简体繁体 English

如何训练和微调完全无监督的深度神经网络？

[英]How to train and fine-tune fully unsupervised deep neural networks?

原文 2016-01-29 13:41:52 4 1 machine-learning/ neural-network/ deep-learning/ unsupervised-learning/ autoencoder

In scenario 1, I had a multi-layer sparse autoencoder that tries to reproduce my input, so all my layers are trained together with random-initiated weights. 在方案1中，我有一个多层稀疏自动编码器，尝试重现我的输入，因此我所有的层都与随机启动的权重一起训练。 Without a supervised layer, on my data this didn't learn any relevant information (the code works fine, verified as I've already used it in many other deep neural network problems) 没有监督层，在我的数据上就没有学习任何相关信息（代码运行正常，经过验证，因为我已经在许多其他深层神经网络问题中使用过它）

In scenario 2, I simply train multiple auto-encoders in a greedy layer-wise training similar to that of deep learning (but without a supervised step in the end), each layer on the output of the hidden layer of the previous autoencoder. 在场景2中，我只是通过类似于深度学习的贪婪分层训练来训练多个自动编码器（但最终没有监督步骤），每个层都在前一个自动编码器的隐藏层的输出上。 They'll now learn some patterns (as I see from the visualized weights) separately, but not awesome, as I'd expect it from single layer AEs. 他们现在将分别学习一些模式（如我从可视化的权重中看到的），但并不像我从单层AE所期望的那样出色。

So I've decided to try if now the pretrained layers connected into 1 multi-layer AE could perform better than the random-initialized version. 因此，我决定尝试现在连接到1个多层AE中的预训练层是否可以比随机初始化的版本更好。 As you see this is same as the idea of the fine-tuning step in deep neural networks. 如您所见，这与深度神经网络中的微调步骤的想法相同。

But during my fine-tuning, instead of improvement, the neurons of all the layers seem to quickly converge towards an all-the-same pattern and end up learning nothing. 但是，在我进行微调而不是改善的过程中，所有层的神经元似乎都迅速收敛到一个完全相同的模式，最终无所作为。
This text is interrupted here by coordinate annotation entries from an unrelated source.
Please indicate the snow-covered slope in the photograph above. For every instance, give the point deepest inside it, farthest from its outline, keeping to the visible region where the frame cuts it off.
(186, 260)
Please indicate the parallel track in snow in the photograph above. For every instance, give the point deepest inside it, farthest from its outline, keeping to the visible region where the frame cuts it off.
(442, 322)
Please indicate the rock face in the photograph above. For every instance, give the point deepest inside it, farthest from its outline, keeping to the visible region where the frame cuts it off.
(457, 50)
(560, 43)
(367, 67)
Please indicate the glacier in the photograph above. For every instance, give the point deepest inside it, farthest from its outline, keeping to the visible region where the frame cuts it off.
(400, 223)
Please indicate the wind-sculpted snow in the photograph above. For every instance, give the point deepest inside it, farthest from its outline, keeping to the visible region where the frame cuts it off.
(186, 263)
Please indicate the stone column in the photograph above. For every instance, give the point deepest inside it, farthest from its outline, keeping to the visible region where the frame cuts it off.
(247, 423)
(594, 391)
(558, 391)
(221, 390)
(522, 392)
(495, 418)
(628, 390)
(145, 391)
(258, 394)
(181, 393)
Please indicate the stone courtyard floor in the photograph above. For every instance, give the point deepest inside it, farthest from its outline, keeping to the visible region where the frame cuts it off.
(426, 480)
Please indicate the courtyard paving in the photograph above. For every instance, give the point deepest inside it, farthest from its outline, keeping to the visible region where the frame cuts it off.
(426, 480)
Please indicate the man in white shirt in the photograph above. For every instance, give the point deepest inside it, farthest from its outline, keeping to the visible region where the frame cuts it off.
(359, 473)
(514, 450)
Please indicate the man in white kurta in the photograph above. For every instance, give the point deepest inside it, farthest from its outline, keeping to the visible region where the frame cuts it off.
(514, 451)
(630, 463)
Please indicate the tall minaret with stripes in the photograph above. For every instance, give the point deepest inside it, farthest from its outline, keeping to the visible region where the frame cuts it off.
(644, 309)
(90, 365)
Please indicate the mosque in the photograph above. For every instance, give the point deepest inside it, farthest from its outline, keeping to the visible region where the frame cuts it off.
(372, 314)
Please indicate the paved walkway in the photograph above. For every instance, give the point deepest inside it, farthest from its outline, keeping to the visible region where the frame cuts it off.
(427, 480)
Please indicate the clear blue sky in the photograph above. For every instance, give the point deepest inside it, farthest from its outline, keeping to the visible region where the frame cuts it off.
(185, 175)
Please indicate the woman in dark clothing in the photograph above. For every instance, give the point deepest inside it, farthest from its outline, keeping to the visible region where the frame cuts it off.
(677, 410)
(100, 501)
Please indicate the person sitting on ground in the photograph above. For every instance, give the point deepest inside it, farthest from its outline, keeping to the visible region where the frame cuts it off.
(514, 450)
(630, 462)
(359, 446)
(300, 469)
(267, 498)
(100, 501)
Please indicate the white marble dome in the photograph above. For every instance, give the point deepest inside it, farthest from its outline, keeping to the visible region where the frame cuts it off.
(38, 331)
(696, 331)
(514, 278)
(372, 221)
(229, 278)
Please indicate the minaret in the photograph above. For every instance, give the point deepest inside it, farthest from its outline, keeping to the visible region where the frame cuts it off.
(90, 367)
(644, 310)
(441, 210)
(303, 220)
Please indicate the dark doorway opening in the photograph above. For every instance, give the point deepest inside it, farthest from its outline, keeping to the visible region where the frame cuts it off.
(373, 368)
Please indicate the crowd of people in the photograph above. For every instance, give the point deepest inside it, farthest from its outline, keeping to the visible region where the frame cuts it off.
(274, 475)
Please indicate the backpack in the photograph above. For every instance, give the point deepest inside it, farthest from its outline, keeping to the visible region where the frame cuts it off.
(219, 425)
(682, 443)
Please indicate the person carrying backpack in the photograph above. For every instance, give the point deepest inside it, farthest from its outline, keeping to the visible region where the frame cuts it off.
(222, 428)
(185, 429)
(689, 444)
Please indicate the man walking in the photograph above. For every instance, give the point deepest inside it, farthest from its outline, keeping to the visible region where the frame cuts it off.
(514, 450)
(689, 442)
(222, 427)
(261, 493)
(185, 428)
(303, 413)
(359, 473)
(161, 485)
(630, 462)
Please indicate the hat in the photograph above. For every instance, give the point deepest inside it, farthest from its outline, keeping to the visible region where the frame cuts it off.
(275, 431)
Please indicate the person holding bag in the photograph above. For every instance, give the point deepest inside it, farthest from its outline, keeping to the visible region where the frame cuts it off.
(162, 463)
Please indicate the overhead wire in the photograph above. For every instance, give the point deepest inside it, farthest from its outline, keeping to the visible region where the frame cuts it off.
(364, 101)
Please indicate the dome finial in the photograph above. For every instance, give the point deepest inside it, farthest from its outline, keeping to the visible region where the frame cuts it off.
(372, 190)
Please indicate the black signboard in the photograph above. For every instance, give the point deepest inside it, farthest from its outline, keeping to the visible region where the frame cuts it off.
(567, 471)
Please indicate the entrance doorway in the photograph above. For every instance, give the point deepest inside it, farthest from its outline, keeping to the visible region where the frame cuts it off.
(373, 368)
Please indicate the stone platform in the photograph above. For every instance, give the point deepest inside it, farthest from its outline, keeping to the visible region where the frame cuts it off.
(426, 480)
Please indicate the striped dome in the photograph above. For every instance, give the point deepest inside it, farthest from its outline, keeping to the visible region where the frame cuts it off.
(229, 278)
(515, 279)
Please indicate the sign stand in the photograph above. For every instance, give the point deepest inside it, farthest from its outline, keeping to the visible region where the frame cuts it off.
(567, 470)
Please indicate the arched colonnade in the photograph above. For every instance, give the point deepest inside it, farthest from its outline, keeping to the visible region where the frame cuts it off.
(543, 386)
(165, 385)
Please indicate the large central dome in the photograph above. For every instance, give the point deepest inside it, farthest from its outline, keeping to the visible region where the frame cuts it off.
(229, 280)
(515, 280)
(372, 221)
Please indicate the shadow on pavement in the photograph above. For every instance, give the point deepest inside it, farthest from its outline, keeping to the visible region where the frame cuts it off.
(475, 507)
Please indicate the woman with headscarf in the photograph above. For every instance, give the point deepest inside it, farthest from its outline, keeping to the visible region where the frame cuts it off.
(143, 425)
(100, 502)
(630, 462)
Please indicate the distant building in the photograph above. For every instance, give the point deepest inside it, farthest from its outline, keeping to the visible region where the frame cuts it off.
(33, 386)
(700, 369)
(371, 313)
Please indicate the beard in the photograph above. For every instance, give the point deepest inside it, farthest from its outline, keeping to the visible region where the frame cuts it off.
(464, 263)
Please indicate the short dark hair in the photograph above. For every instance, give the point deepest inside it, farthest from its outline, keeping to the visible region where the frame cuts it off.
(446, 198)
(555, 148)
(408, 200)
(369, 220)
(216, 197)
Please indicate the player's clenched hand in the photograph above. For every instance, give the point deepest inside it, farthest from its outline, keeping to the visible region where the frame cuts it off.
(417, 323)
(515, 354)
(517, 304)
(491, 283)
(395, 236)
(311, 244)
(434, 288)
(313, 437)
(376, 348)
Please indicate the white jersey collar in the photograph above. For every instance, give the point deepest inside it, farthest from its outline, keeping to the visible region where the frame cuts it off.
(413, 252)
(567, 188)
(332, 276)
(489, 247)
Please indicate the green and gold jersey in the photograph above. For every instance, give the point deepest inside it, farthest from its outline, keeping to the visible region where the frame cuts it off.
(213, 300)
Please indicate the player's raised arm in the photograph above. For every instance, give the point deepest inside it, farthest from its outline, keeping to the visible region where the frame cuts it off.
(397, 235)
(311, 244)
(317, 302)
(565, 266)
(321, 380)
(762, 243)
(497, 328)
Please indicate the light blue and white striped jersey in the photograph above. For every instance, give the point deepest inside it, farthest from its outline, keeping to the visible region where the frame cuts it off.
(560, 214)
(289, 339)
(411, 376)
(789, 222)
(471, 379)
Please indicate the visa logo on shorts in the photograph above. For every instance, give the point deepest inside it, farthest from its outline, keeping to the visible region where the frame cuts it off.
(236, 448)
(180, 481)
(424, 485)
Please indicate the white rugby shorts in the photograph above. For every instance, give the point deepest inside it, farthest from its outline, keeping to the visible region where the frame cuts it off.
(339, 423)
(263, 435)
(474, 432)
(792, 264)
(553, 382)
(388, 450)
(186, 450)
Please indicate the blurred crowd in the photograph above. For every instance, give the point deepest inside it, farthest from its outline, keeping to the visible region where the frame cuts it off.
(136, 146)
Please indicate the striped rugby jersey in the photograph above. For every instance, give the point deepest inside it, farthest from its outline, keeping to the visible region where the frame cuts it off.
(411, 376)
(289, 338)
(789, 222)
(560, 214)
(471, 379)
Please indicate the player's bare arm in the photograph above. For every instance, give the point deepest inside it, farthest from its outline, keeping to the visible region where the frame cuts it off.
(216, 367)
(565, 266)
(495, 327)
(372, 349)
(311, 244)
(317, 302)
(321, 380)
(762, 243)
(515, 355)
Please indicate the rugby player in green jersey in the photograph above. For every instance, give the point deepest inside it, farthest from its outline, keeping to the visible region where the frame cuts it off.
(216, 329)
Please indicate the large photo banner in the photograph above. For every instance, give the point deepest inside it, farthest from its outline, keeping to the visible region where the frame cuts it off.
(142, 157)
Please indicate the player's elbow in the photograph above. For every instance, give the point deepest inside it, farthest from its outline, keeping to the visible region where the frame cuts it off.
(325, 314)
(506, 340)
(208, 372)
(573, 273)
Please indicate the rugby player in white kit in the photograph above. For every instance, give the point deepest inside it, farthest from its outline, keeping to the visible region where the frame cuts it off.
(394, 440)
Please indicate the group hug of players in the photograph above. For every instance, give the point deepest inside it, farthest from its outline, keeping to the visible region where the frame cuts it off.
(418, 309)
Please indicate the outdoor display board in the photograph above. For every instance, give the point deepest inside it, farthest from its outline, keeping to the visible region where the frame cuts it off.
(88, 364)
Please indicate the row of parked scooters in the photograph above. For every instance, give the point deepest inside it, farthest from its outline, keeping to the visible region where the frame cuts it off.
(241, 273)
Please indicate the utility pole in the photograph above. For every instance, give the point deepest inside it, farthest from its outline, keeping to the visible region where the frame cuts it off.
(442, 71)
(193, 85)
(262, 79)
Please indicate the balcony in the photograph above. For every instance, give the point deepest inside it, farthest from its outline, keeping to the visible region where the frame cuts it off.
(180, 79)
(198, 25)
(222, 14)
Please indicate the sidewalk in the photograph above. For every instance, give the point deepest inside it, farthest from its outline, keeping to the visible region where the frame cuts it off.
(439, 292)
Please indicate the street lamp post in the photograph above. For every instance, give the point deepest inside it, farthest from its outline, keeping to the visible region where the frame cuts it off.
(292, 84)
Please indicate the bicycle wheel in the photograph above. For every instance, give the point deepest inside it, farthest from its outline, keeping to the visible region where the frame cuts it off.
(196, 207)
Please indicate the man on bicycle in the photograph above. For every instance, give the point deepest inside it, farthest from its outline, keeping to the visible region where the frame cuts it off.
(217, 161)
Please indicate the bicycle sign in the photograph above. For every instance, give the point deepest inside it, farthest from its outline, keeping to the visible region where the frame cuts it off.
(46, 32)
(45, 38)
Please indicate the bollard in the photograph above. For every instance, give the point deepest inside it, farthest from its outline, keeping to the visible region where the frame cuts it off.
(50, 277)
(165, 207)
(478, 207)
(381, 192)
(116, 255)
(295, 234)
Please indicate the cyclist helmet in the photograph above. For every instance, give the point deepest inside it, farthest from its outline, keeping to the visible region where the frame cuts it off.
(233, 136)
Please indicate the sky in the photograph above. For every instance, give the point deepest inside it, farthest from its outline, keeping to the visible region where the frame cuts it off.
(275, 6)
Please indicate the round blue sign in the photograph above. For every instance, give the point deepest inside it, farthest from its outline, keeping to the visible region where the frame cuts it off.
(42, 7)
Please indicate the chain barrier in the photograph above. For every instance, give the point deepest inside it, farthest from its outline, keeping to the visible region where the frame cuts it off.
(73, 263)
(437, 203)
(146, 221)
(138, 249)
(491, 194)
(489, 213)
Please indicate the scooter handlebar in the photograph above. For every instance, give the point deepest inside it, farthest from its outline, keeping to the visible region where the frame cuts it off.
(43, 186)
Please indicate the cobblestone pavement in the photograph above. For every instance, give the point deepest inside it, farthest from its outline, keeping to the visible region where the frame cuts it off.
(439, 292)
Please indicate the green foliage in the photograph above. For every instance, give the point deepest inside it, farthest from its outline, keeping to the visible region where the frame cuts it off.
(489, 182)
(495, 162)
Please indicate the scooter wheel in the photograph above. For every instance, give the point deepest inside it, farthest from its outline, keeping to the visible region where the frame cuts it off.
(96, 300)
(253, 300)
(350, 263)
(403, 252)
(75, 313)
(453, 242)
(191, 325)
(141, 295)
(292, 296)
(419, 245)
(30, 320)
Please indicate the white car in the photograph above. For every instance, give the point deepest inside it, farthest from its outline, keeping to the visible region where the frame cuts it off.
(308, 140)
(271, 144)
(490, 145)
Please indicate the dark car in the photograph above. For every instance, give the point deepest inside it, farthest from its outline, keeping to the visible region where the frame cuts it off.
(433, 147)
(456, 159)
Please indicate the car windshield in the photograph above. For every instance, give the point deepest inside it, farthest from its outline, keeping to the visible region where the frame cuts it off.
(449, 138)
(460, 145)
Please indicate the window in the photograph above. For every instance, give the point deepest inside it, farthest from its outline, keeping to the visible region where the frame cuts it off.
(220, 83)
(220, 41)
Question: What's the best configuration to train a fully unsupervised multi-layer reconstructive neural network? 问题：训练完全无监督的多层重构神经网络的最佳配置是什么？ Layer-wise first and then some sort of fine tuning? 首先进行分层，然后进行某种微调？ Why is my configuration not working? 为什么我的配置不起作用？

1 个解决方案

After some tests I've came up with a method that seems to give very good results, and as you'd expect from a 'fine-tuning' it improves the performance of all the layers: 经过一些测试，我想出了一种方法，该方法似乎可以提供很好的结果，并且正如您期望的那样，通过“微调”可以改善所有层的性能：

Just like normally, during the greedy layer-wise learning phase, each new autoencoder tries to reconstruct the activations of the previous autoencoder's hidden layer. 像通常一样，在贪婪的逐层学习阶段，每个新的自动编码器都尝试重建先前自动编码器隐藏层的激活。 However, the last autoencoder (that will be the last layer of our multi-layer autoencoder during fine-tuning) is different, this one will use the activations of the previous layer and tries to reconstruct the 'global' input (ie the original input that was fed to the first layer). 但是，最后一个自动编码器（在微调过程中将是多层自动编码器的最后一层）是不同的，这将使用前一层的激活并尝试重建“全局”输入（即原始输入）送入第一层）。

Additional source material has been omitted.